The 8-day trip was packed with activities, allowing students to truly enjoy the suburban life of Chiang Rai. On Day 2, the trip formally began and we kickstarted it with a short decent hike before the exhausting full-day hike on Day 4. This somehow acted as a preparation for us as we only hiked for approximately half a day. What follows after was the confidence course, which required us to finish certain challenges above water, with the aim being to walk from an end to another end to finish the challenges. This course was challenging, both physically and mentally, as it was not easy for you to reach out your first step.
For Day 3, we carried out an English teaching programme by going to a local primary school and meeting the students there. They were very nice, and I could never forget my experiencing of interacting with them. They were all thirsty for knowledge, and they all had the passion for learning, which should be the thing that matters the most. The experience was fulfilling, even though many things didn’t go as planned, but it was always nice approaching and helping the needed. We finished a high rope course in the afternoon. As the name suggests, the high ropes were a few meters off the ground. Many people had to overcome their fear of heights and finished the course, even though they struggled a lot at first.

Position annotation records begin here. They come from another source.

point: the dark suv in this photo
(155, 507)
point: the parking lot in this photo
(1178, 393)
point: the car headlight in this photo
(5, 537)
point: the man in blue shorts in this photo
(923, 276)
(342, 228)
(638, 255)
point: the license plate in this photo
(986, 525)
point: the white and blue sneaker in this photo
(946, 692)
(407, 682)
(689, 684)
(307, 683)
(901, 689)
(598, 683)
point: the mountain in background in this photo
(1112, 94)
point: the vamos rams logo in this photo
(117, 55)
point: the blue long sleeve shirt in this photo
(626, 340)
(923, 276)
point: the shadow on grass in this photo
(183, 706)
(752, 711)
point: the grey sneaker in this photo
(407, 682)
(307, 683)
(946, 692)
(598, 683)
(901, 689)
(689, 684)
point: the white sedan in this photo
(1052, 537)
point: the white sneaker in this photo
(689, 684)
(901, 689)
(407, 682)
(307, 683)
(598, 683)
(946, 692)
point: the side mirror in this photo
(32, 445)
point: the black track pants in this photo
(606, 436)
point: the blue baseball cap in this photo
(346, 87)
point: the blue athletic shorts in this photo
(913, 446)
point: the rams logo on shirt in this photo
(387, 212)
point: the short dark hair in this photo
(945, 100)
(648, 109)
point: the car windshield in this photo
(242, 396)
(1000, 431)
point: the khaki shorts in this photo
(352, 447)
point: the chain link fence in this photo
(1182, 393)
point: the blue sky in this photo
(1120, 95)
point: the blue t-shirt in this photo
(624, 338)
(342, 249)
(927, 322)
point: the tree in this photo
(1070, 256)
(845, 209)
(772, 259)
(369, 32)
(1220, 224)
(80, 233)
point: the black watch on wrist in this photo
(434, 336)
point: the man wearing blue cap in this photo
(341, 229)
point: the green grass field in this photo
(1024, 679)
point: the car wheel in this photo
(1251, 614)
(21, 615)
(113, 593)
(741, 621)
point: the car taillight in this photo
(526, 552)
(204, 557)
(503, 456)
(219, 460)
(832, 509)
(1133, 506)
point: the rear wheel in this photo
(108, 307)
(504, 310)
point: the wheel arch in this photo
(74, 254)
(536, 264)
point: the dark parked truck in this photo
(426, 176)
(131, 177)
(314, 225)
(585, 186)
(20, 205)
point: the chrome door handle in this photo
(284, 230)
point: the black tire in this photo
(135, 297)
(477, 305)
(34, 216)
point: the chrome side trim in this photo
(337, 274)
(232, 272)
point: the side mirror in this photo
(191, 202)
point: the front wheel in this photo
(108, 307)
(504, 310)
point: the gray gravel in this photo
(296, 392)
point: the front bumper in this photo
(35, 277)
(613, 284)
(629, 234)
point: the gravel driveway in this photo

For Day 4, we hiked in a place called Fang for the whole day. It was a tough job. It ended up like an adventure more than a hiking (crossing rivers, going into caves etc.), and it probably will be the most remarkable hiking you will ever have in your life.
For Day 5, it was a full-day Ecology day after a full-day hiking. We went to two different rivers, one in suburban area and one in the city, to collect samples of living organisms to determine the water quality. This raised our awareness for water pollution and the importance for people to reduce the use of water. All in all, these two days required a lot physical excursion, and dedication to not giving up.
For Day 6, I had rock climbing and archery challenges in the morning session. For the rock climbing part, we were supposed to climb a few 4m-tall walls with the help of ropes. Participants who were waiting in line needed to pull the rope in order to stabilise the climber’s movement. It was another challenging activity for those who fear heights and those who are new to rock climbing. Nevertheless, most people held their nerves and finished it confidence and courage. In the afternoon, we went to a construction site as we were supposed to help building up a local school. The job we had was to move the bricks (after solidifying) to a lorry, and then we moved to the second site (the destination), which was a school. The bricks serve as the construction material for the new canteen of the local primary school. Although it was only a very small part of the whole construction, it would have taken the construction workers days to finish the transferring, and we somehow sped the process up.
Day 7 would be a treat for you if you had all the exhausting activities in the previous days. This was the last day with full-day activities. I enjoyed my morning as students were distributed in groups and we had to go to a local market to buy groceries and cook dishes to finish a cooking course. The cooking was a lot of fun, and the curry and fried rice tasted absolutely amazing. I spent the afternoon attending a short kayaking course. It involved training in pond. I enjoyed the actual kayaking in a river nearby the resort.